In which the author attempts to explain how XML mechanisms will pave the path for revolutionary new applications in the World Wide Web in the areas of markup, transfer, archiving and persistence, automation, distributed transactions, metadata, data exchange, database interchange, Web-based sharing, distributed objects, and distributed computations.
Disclaimer: This page is for my own personal reference only; it is not intended to be an authoritative word on ANYTHING. Email me with suggestions on how to make this writeup better.
HTML is the HyperText Markup Language standardized by W3C for storing and exchanging documents on the World Wide Web. HTML was designed to be simple enough to support ease of authoring Web pages, rich enough to support multimedia embedding in documents, and flexible enough to support hypertext linking.
HTML is based on SGML, the Standard Generalized Markup Language standardized by ISO for defining and using portable document formats. SGML was designed to be formal enough to allow proofs of document validity, structured enough to handle complex documents, and extensible enough to support management of large information repositories.
W3C's SGML working group, with present efforts given in their activity page, is attempting to standardize the delivery (in Web documents) of self-describing data structures with arbitrary depth and complexity. To that end, they are simplifying SGML for use with the Web (and Web technologies such as Java).
XML, Extensible Markup Language, is a simplified (but strict) subset of SGML that maintains the SGML features of validation, structure, and extensibility. XML is a standardized text format designed specifically for transmitting structured data to Web applications. In addition, XML's goals of being easier to learn, use, and implement than full SGML will have clear benefits for World Wide Web users, making it easier to define and validate document types, to author and manage SGML-defined documents, and to transmit and share them across the Web.
The Extensible Markup Language specification describes XML documents, a class of data objects stored on computers, and partially describes the behavior of XML processor programs used to read XML documents and provide access to their content and structure. XML allows generic SGML to be served, received, and processed on the Web in a manner similar to what is done with HTML today. XML has been designed for ease of implementation and for interoperability with both SGML and HTML.
XML documents are composed of entities, which are storage units containing text and/or binary data. Text is composed of character streams that form both the document character data and the document markup. Markup describes the document's storage layout and logical structure. XML also provides a markup mechanism to impose constraints on the storage layout and logical structure of documents.
XML, like SGML, is a meta-language for describing the markup of different types of documents. However, its specification is 26 pages (versus 500 for SGML!). The W3C hopes that offering a simplified version of SGML will make implementing SGML much more palatable to vendors of Web authoring and browsing tools.

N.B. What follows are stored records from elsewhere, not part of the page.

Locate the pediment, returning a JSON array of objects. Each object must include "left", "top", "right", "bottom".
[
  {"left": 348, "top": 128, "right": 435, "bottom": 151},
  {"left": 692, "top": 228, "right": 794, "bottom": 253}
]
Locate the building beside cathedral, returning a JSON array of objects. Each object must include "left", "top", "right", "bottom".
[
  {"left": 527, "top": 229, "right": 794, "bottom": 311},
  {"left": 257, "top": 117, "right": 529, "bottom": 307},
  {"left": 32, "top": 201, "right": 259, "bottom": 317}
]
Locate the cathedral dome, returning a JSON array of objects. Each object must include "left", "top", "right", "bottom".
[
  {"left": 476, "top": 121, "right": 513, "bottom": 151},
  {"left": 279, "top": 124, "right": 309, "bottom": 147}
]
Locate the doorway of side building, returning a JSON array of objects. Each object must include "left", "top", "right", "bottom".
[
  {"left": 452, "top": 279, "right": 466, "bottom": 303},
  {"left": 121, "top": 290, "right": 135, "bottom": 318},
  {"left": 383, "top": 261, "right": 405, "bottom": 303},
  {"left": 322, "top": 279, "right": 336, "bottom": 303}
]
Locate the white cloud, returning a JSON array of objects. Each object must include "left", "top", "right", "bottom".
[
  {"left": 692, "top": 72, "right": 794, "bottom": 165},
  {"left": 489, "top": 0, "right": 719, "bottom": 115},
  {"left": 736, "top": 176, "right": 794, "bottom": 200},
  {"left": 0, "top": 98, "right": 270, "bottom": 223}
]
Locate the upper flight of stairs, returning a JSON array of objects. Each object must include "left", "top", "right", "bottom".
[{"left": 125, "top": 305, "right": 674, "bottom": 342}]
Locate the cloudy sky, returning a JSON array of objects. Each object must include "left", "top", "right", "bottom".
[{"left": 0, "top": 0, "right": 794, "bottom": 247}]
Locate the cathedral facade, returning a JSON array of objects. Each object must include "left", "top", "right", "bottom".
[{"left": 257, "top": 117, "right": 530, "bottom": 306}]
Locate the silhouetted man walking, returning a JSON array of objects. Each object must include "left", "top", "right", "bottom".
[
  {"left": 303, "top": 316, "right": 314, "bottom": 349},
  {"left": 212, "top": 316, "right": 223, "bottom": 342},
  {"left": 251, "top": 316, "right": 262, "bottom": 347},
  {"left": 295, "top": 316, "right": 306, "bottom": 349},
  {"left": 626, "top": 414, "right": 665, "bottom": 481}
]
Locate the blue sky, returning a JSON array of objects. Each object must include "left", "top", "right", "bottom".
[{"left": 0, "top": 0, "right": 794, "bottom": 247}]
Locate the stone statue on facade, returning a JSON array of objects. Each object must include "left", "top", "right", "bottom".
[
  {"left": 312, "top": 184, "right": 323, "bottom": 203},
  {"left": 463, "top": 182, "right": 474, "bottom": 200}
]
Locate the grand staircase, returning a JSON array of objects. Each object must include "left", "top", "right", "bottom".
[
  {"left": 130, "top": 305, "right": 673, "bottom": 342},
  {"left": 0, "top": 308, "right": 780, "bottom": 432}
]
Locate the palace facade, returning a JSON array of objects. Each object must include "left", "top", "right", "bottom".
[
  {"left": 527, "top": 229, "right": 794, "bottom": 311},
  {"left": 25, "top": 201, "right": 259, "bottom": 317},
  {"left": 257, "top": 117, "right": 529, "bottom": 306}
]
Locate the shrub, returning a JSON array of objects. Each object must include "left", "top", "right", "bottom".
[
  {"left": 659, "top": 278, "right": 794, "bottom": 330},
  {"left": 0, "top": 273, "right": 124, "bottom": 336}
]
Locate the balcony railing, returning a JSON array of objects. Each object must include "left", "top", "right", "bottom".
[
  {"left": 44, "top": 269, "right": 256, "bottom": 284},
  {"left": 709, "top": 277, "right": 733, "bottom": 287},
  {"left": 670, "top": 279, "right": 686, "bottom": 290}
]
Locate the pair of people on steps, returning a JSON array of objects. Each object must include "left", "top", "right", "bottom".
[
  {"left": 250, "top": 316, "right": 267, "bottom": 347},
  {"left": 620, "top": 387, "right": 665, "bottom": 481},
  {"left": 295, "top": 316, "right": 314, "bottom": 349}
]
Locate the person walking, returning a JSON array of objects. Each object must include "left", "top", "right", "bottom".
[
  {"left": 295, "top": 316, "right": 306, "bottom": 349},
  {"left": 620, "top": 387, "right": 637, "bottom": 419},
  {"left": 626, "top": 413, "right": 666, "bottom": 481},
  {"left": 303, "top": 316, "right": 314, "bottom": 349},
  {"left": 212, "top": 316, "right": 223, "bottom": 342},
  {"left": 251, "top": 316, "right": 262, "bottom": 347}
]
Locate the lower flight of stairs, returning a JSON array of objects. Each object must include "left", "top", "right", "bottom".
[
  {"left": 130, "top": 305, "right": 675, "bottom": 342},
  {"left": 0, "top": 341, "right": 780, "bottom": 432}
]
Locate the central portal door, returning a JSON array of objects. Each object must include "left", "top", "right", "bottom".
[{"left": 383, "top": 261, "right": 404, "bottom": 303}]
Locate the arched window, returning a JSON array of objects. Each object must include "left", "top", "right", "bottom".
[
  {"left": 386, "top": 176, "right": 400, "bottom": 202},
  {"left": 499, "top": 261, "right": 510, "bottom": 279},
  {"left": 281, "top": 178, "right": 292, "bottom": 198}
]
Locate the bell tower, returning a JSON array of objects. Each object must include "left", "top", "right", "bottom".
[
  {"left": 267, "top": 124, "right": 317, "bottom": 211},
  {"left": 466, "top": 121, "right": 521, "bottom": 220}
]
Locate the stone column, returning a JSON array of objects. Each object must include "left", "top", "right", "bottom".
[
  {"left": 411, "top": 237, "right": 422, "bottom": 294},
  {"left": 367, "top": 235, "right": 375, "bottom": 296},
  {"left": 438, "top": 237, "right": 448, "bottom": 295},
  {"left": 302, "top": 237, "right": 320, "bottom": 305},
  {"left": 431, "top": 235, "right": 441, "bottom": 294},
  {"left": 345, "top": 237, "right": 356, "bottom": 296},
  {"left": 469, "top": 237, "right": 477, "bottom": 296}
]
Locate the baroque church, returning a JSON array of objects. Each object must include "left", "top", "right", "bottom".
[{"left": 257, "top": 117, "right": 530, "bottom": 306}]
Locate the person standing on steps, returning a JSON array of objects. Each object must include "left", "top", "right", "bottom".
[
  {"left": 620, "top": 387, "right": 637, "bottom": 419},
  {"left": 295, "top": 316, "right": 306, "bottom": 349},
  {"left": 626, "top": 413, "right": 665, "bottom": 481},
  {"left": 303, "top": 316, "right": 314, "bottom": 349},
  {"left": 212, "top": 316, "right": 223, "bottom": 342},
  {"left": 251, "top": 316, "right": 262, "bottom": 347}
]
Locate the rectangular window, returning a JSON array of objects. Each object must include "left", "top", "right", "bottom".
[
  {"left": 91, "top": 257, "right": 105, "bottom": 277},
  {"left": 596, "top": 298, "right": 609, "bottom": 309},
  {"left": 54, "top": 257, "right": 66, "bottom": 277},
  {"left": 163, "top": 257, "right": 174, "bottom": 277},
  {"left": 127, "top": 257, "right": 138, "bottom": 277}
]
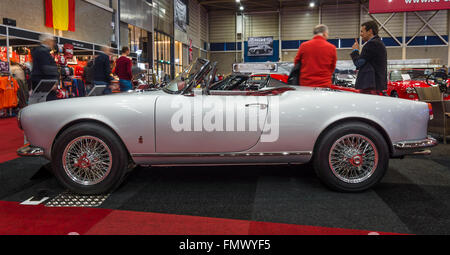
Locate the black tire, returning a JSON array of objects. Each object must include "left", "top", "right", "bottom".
[
  {"left": 313, "top": 122, "right": 389, "bottom": 192},
  {"left": 52, "top": 123, "right": 129, "bottom": 195}
]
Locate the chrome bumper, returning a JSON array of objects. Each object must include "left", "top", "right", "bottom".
[
  {"left": 394, "top": 136, "right": 438, "bottom": 156},
  {"left": 17, "top": 144, "right": 44, "bottom": 157}
]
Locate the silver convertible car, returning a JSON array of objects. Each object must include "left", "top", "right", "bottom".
[{"left": 19, "top": 59, "right": 436, "bottom": 194}]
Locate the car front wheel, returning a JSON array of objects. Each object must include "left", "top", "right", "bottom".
[
  {"left": 52, "top": 123, "right": 128, "bottom": 194},
  {"left": 314, "top": 122, "right": 389, "bottom": 192}
]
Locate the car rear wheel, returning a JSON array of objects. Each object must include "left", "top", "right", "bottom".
[
  {"left": 52, "top": 123, "right": 128, "bottom": 194},
  {"left": 314, "top": 122, "right": 389, "bottom": 192}
]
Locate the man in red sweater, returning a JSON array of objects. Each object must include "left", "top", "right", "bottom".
[
  {"left": 114, "top": 47, "right": 133, "bottom": 92},
  {"left": 294, "top": 25, "right": 337, "bottom": 87}
]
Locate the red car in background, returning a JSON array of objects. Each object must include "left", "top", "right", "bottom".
[
  {"left": 386, "top": 69, "right": 450, "bottom": 101},
  {"left": 387, "top": 69, "right": 433, "bottom": 100}
]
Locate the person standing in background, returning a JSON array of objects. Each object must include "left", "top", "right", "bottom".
[
  {"left": 31, "top": 34, "right": 59, "bottom": 101},
  {"left": 92, "top": 46, "right": 112, "bottom": 95},
  {"left": 294, "top": 24, "right": 337, "bottom": 87},
  {"left": 350, "top": 21, "right": 387, "bottom": 95},
  {"left": 114, "top": 47, "right": 133, "bottom": 92}
]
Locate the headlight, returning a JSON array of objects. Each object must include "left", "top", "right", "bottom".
[{"left": 406, "top": 87, "right": 417, "bottom": 94}]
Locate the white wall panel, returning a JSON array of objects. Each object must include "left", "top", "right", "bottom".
[
  {"left": 281, "top": 8, "right": 319, "bottom": 40},
  {"left": 244, "top": 12, "right": 279, "bottom": 40},
  {"left": 322, "top": 4, "right": 359, "bottom": 39},
  {"left": 362, "top": 5, "right": 403, "bottom": 37},
  {"left": 209, "top": 11, "right": 236, "bottom": 43}
]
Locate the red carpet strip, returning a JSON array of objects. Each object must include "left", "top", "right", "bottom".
[
  {"left": 0, "top": 118, "right": 23, "bottom": 163},
  {"left": 0, "top": 201, "right": 395, "bottom": 235}
]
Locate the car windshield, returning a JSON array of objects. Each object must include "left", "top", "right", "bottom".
[
  {"left": 164, "top": 58, "right": 210, "bottom": 94},
  {"left": 391, "top": 69, "right": 429, "bottom": 81}
]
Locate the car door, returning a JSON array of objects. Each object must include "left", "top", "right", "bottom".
[{"left": 155, "top": 93, "right": 268, "bottom": 154}]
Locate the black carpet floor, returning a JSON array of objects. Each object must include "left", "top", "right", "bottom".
[{"left": 0, "top": 144, "right": 450, "bottom": 235}]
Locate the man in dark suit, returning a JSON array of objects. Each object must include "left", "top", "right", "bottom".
[
  {"left": 92, "top": 46, "right": 112, "bottom": 95},
  {"left": 351, "top": 21, "right": 387, "bottom": 95},
  {"left": 31, "top": 34, "right": 59, "bottom": 101}
]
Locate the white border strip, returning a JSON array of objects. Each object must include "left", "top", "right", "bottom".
[{"left": 84, "top": 0, "right": 114, "bottom": 13}]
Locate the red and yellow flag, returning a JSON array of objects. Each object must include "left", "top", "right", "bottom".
[{"left": 45, "top": 0, "right": 75, "bottom": 32}]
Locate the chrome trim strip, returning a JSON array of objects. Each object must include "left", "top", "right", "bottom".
[
  {"left": 131, "top": 151, "right": 312, "bottom": 157},
  {"left": 17, "top": 145, "right": 44, "bottom": 157},
  {"left": 394, "top": 136, "right": 438, "bottom": 150}
]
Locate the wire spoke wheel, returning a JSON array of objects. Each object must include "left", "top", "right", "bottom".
[
  {"left": 328, "top": 134, "right": 379, "bottom": 184},
  {"left": 62, "top": 136, "right": 112, "bottom": 186}
]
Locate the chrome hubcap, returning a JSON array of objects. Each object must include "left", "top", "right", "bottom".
[
  {"left": 63, "top": 136, "right": 112, "bottom": 186},
  {"left": 328, "top": 134, "right": 378, "bottom": 183}
]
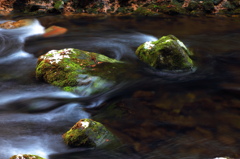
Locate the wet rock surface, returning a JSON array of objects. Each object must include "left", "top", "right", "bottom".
[
  {"left": 62, "top": 119, "right": 116, "bottom": 147},
  {"left": 136, "top": 35, "right": 194, "bottom": 71}
]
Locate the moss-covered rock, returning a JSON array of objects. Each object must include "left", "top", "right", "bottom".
[
  {"left": 62, "top": 119, "right": 116, "bottom": 147},
  {"left": 10, "top": 154, "right": 45, "bottom": 159},
  {"left": 136, "top": 35, "right": 193, "bottom": 71},
  {"left": 0, "top": 19, "right": 33, "bottom": 29},
  {"left": 36, "top": 48, "right": 126, "bottom": 95}
]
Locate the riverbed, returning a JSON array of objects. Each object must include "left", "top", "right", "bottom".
[{"left": 0, "top": 16, "right": 240, "bottom": 159}]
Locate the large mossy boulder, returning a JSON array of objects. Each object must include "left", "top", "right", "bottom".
[
  {"left": 36, "top": 48, "right": 126, "bottom": 95},
  {"left": 136, "top": 35, "right": 194, "bottom": 71},
  {"left": 10, "top": 154, "right": 45, "bottom": 159},
  {"left": 62, "top": 119, "right": 117, "bottom": 147}
]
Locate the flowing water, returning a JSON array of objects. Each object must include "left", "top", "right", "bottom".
[{"left": 0, "top": 16, "right": 240, "bottom": 159}]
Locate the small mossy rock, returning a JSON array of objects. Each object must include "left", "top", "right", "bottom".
[
  {"left": 10, "top": 154, "right": 45, "bottom": 159},
  {"left": 42, "top": 25, "right": 67, "bottom": 38},
  {"left": 62, "top": 119, "right": 116, "bottom": 147},
  {"left": 136, "top": 35, "right": 193, "bottom": 71},
  {"left": 36, "top": 48, "right": 124, "bottom": 95},
  {"left": 0, "top": 19, "right": 32, "bottom": 29}
]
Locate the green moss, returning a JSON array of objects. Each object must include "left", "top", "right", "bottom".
[
  {"left": 36, "top": 49, "right": 127, "bottom": 95},
  {"left": 136, "top": 35, "right": 193, "bottom": 70},
  {"left": 62, "top": 119, "right": 114, "bottom": 147},
  {"left": 10, "top": 154, "right": 45, "bottom": 159}
]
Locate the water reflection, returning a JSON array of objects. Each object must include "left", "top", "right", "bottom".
[{"left": 0, "top": 18, "right": 240, "bottom": 159}]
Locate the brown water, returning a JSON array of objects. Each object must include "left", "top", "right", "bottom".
[{"left": 0, "top": 16, "right": 240, "bottom": 159}]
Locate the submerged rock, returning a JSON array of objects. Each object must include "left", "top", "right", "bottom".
[
  {"left": 36, "top": 48, "right": 125, "bottom": 95},
  {"left": 0, "top": 19, "right": 33, "bottom": 29},
  {"left": 62, "top": 119, "right": 116, "bottom": 147},
  {"left": 136, "top": 35, "right": 194, "bottom": 71},
  {"left": 10, "top": 154, "right": 44, "bottom": 159}
]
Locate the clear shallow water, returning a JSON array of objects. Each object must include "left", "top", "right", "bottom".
[{"left": 0, "top": 17, "right": 240, "bottom": 159}]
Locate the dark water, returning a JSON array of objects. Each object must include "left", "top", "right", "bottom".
[{"left": 0, "top": 17, "right": 240, "bottom": 159}]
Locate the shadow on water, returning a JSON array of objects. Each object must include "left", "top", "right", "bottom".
[{"left": 0, "top": 17, "right": 240, "bottom": 159}]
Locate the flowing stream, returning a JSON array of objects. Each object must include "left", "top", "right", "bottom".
[{"left": 0, "top": 16, "right": 240, "bottom": 159}]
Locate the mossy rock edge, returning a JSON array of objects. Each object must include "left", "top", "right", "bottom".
[{"left": 136, "top": 35, "right": 194, "bottom": 71}]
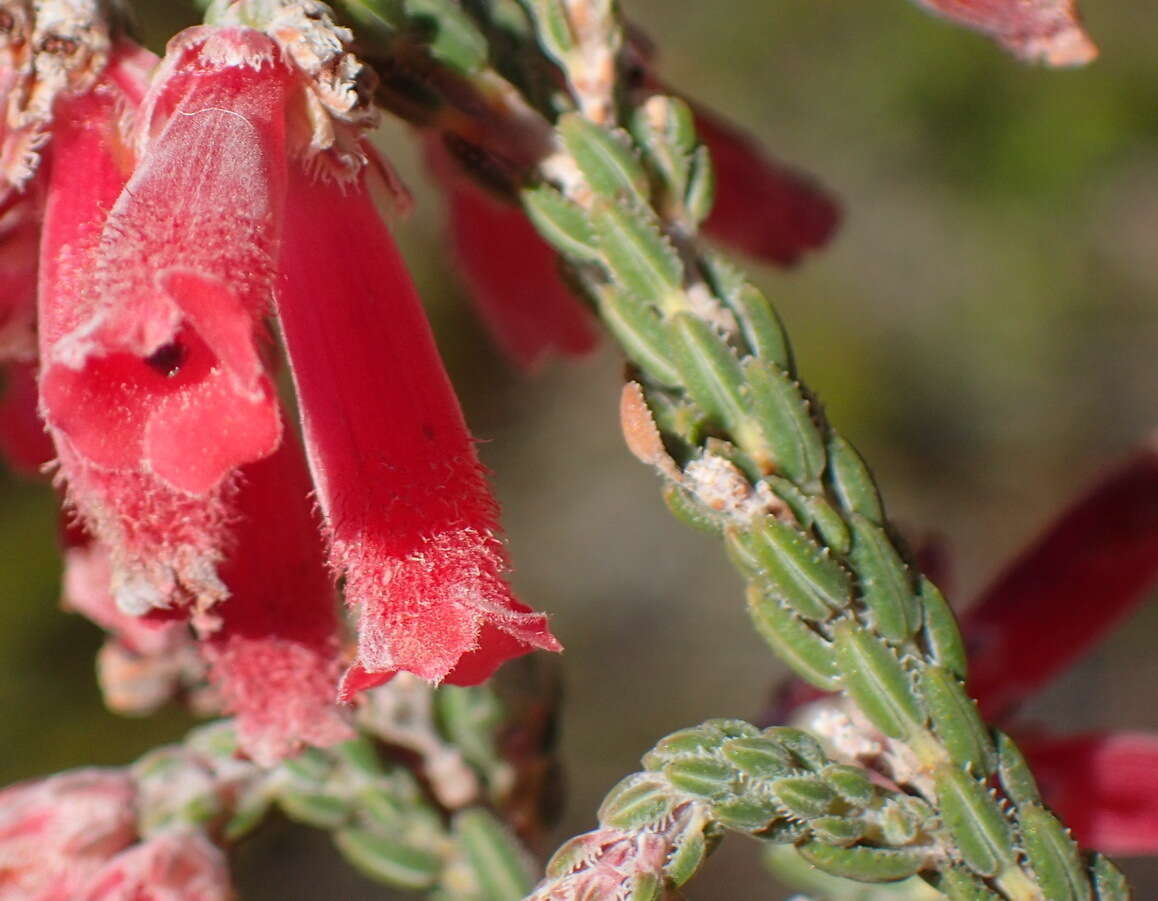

XML is not a replacement for SGML. Many features of SGML were left out to keep XML simple. Current SGML users may choose XML for network delivery, and since XML is a valid subset of SGML, the translation from SGML to XML is straightforward. XML was developed as an easy on-ramp to SGML for people who are not yet using it.
To simplify SGML, the W3C working group dropped support for certain features that put a heavy processing burden on SGML client software. For example, a well-formed XML document is unambiguous, so a browser or editor can read the tags and create a tree of the hierarchical structure without having to read its document type definition. XML also does not allow markup minimization, requires that empty elements be self-identifying, and does not support several other complex SGML standard features.
XML is not a replacement for HTML, either: HTML is a useful tool for storing and exchanging small hypermedia documents across the Internet. Furthermore, it is easy to generate HTML documents on the fly from XML (or SGML) documents. XML is designed to complement HTML by enabling different kinds of data to be exchanged over the Web.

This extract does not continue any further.